You will see my cunning here, as if my agenda is to relate to you in passing a conversation I had with Yannis, when really of course I am using it as an opportunity to tell you something. I just thought you might be wondering what had happened between Nicolas and me after you left. Sometimes I wonder if you assume we carried on as if nothing had happened, and there is a part of me that likes you to think that, and a part of you — a caring part of you — that probably likes to think that too.
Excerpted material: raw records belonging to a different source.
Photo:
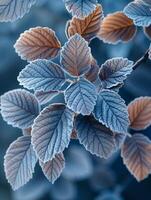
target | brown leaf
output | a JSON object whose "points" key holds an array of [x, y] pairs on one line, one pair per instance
{"points": [[38, 43], [136, 153], [140, 113], [117, 27], [87, 27]]}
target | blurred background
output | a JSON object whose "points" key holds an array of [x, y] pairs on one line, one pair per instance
{"points": [[85, 177]]}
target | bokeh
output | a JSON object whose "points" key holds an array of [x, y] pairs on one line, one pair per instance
{"points": [[85, 177]]}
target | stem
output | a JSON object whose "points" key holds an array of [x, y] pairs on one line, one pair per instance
{"points": [[142, 60]]}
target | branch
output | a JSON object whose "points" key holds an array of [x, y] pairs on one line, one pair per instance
{"points": [[142, 60]]}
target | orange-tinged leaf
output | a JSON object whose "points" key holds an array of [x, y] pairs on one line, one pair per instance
{"points": [[87, 27], [136, 154], [140, 113], [37, 43], [117, 27]]}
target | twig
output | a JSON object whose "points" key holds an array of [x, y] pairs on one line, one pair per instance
{"points": [[142, 60]]}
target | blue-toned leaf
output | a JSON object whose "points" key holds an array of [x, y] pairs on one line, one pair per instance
{"points": [[95, 137], [26, 132], [34, 190], [139, 13], [114, 71], [116, 88], [76, 56], [19, 108], [80, 8], [19, 162], [42, 75], [58, 99], [136, 154], [81, 97], [53, 168], [147, 2], [119, 139], [109, 196], [111, 110], [45, 97], [51, 131], [11, 10], [63, 189], [92, 74], [78, 164], [102, 178]]}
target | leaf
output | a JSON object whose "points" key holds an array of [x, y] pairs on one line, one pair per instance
{"points": [[147, 2], [51, 131], [63, 190], [76, 56], [139, 13], [53, 168], [19, 108], [42, 75], [45, 97], [136, 154], [74, 134], [92, 74], [27, 131], [11, 10], [114, 71], [119, 139], [95, 137], [117, 27], [107, 195], [19, 162], [87, 27], [78, 164], [111, 110], [38, 43], [81, 97], [147, 31], [140, 113], [117, 87], [80, 8]]}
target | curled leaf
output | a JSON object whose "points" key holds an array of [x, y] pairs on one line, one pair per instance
{"points": [[19, 108], [80, 8], [42, 75], [114, 71], [111, 110], [51, 131], [11, 10], [87, 27], [45, 97], [95, 137], [19, 162], [53, 168], [147, 31], [140, 113], [139, 13], [37, 43], [76, 56], [81, 97], [116, 27], [92, 74]]}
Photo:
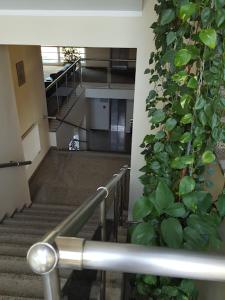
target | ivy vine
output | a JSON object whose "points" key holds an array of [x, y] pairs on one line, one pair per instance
{"points": [[185, 106]]}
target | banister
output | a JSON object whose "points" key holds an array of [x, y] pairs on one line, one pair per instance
{"points": [[62, 75], [15, 164], [43, 256], [81, 215], [138, 259], [68, 123]]}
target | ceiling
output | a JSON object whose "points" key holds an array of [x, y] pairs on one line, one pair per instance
{"points": [[72, 7]]}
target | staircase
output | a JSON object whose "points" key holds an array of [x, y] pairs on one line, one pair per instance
{"points": [[17, 234]]}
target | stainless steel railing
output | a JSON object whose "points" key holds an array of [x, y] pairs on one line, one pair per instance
{"points": [[15, 164], [56, 250], [43, 257]]}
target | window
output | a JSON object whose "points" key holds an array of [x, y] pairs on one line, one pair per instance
{"points": [[54, 55]]}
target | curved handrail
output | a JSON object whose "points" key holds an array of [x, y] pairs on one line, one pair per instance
{"points": [[81, 215], [62, 75], [15, 164]]}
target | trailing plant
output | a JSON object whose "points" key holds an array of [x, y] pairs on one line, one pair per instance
{"points": [[71, 54], [185, 106]]}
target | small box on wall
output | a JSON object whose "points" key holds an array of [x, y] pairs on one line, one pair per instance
{"points": [[20, 73]]}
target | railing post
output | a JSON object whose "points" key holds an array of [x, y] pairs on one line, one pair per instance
{"points": [[81, 74], [115, 213], [51, 284], [103, 238], [57, 97], [43, 259]]}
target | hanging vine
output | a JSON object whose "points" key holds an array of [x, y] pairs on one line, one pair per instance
{"points": [[187, 71]]}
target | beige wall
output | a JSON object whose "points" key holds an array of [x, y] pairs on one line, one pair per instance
{"points": [[122, 32], [30, 97], [14, 191]]}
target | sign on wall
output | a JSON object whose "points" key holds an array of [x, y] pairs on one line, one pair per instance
{"points": [[20, 73]]}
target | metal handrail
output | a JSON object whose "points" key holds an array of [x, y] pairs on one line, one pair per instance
{"points": [[81, 215], [43, 257], [53, 83], [68, 123], [108, 59], [138, 259], [15, 164], [62, 75]]}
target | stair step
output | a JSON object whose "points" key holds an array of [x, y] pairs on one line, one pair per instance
{"points": [[54, 207], [11, 228], [18, 265], [21, 216], [2, 297], [18, 238], [13, 249], [30, 223], [22, 286], [42, 212]]}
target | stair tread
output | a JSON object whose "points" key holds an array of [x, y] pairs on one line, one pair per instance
{"points": [[53, 206], [13, 249], [19, 265], [3, 297], [11, 228], [22, 286]]}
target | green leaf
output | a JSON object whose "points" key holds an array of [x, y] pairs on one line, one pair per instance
{"points": [[182, 57], [200, 103], [187, 185], [208, 37], [182, 162], [158, 116], [187, 11], [187, 119], [198, 200], [202, 118], [150, 279], [186, 137], [163, 199], [168, 15], [187, 286], [180, 77], [214, 120], [142, 208], [160, 135], [192, 83], [176, 210], [206, 15], [158, 147], [194, 241], [152, 94], [172, 232], [170, 291], [219, 3], [221, 205], [220, 17], [143, 234], [171, 37], [170, 124], [208, 157]]}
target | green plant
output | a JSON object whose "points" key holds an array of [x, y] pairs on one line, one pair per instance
{"points": [[187, 71], [70, 54]]}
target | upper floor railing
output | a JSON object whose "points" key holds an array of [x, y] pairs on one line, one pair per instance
{"points": [[15, 164], [43, 257], [91, 72], [58, 250]]}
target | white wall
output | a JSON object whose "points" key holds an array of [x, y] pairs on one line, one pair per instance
{"points": [[14, 191], [127, 32], [31, 102], [65, 132]]}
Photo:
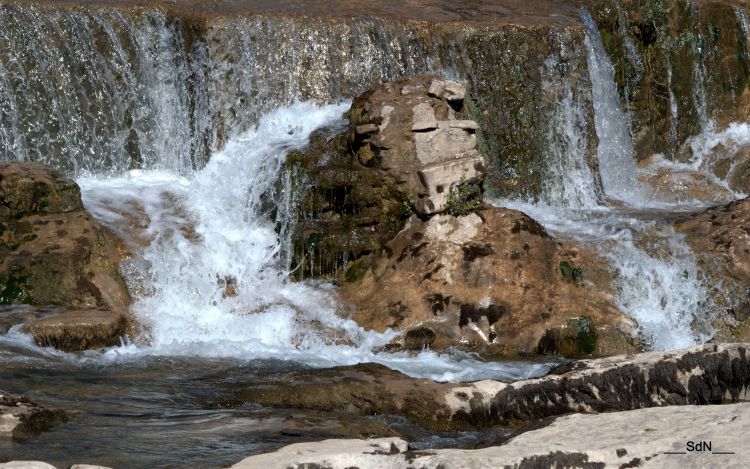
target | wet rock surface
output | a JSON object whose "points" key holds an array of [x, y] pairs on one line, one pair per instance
{"points": [[22, 419], [639, 438], [709, 374], [493, 282], [410, 147], [720, 237], [54, 254]]}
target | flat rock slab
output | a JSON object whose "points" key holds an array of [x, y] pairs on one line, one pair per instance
{"points": [[68, 330], [21, 418], [639, 438], [709, 374]]}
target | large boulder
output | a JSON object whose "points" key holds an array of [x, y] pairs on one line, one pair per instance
{"points": [[409, 147], [53, 253], [493, 282]]}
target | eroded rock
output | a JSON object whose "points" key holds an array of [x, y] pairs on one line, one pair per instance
{"points": [[21, 418], [52, 252], [494, 282], [709, 374], [639, 438], [720, 238]]}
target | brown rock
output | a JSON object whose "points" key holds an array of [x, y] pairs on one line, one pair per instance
{"points": [[493, 282], [21, 418], [52, 252], [720, 238], [426, 142], [33, 188]]}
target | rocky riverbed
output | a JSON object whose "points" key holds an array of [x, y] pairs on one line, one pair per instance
{"points": [[354, 234]]}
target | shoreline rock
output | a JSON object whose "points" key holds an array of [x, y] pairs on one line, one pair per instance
{"points": [[21, 419], [55, 258], [707, 374], [638, 438]]}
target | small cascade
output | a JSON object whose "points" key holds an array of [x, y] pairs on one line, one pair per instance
{"points": [[209, 275], [658, 282], [615, 152], [700, 101], [570, 182], [95, 91]]}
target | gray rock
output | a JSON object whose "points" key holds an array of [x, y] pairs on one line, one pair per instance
{"points": [[639, 438], [424, 117]]}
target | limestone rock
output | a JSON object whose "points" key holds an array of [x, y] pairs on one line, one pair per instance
{"points": [[403, 152], [52, 252], [704, 375], [425, 142], [638, 438], [449, 90], [33, 188], [720, 238], [493, 282], [21, 418]]}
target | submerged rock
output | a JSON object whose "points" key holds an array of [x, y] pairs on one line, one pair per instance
{"points": [[52, 253], [640, 438], [709, 374], [493, 282], [404, 151], [21, 418]]}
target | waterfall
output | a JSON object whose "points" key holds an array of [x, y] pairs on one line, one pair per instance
{"points": [[94, 91], [658, 282], [570, 180], [616, 154]]}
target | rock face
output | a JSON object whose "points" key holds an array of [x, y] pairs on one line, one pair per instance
{"points": [[418, 131], [721, 238], [639, 438], [406, 149], [53, 253], [493, 281], [21, 418], [709, 374]]}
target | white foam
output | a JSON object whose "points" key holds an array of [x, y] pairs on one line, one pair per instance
{"points": [[196, 232]]}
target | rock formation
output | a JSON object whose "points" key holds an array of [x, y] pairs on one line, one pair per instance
{"points": [[410, 147], [709, 374], [720, 237], [419, 133], [493, 281], [21, 418], [641, 438], [54, 256]]}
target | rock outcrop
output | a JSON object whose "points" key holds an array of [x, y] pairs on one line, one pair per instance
{"points": [[21, 418], [720, 237], [641, 438], [53, 254], [419, 132], [493, 282], [709, 374], [410, 147]]}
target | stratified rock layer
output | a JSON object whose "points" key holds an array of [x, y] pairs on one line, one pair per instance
{"points": [[720, 237], [709, 374], [494, 282], [52, 252], [640, 438]]}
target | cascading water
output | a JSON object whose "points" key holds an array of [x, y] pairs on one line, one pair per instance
{"points": [[658, 281], [95, 91]]}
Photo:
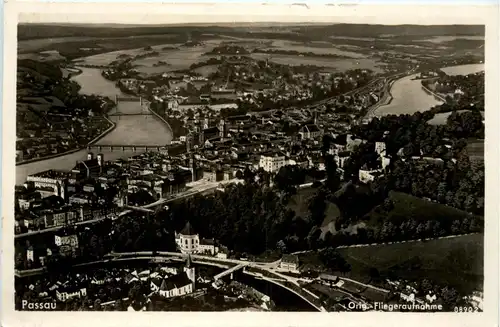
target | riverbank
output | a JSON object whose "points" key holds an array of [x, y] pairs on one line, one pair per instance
{"points": [[113, 125], [162, 119], [428, 91], [404, 96]]}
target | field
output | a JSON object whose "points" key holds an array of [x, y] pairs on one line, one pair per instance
{"points": [[300, 201], [441, 118], [407, 206], [138, 130], [456, 261], [206, 70], [463, 69], [440, 39], [92, 82], [322, 48], [328, 63]]}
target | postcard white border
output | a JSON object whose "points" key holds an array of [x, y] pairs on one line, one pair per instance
{"points": [[369, 14]]}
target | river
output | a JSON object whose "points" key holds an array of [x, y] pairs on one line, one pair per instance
{"points": [[408, 97], [140, 130]]}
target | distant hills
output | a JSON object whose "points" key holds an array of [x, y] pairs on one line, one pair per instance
{"points": [[306, 30]]}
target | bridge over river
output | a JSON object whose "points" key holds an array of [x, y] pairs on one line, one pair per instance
{"points": [[137, 129]]}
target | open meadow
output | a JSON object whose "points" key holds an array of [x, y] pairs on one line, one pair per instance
{"points": [[329, 64], [457, 261], [463, 69]]}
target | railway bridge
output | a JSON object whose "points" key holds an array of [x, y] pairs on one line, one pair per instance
{"points": [[127, 147]]}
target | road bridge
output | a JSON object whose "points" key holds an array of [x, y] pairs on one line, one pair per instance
{"points": [[141, 209], [230, 271], [127, 147]]}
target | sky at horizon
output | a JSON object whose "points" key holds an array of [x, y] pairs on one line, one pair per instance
{"points": [[157, 14]]}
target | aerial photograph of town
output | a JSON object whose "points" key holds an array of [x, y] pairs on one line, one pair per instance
{"points": [[250, 167]]}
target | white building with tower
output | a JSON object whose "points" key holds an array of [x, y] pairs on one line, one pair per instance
{"points": [[272, 162], [189, 242], [176, 285]]}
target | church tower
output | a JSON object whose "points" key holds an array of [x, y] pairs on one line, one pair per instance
{"points": [[189, 270], [192, 167], [222, 129], [189, 142]]}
And it is true that I do still see him from time to time now that we both live in London. Anyway, I suspect I overstated the point when I said what I did about tender dreams, because Yannis poured the last of his beer into my glass with great, warm compassion — and I suppose I should mention that for him to appear compassionate is a triumph of character over looks, because he is in fact made like a warlord, with a long straight nose that is almost vertical and a forehead that slopes back alarmingly — and said that he thought it must be chilly, to be in a marriage that is over but not ended. Because the other has left, he ventured. They have left, but not shut the door. It must be like living in a room with a draught always coming in. His big, savage, Cretan face winced at the thought.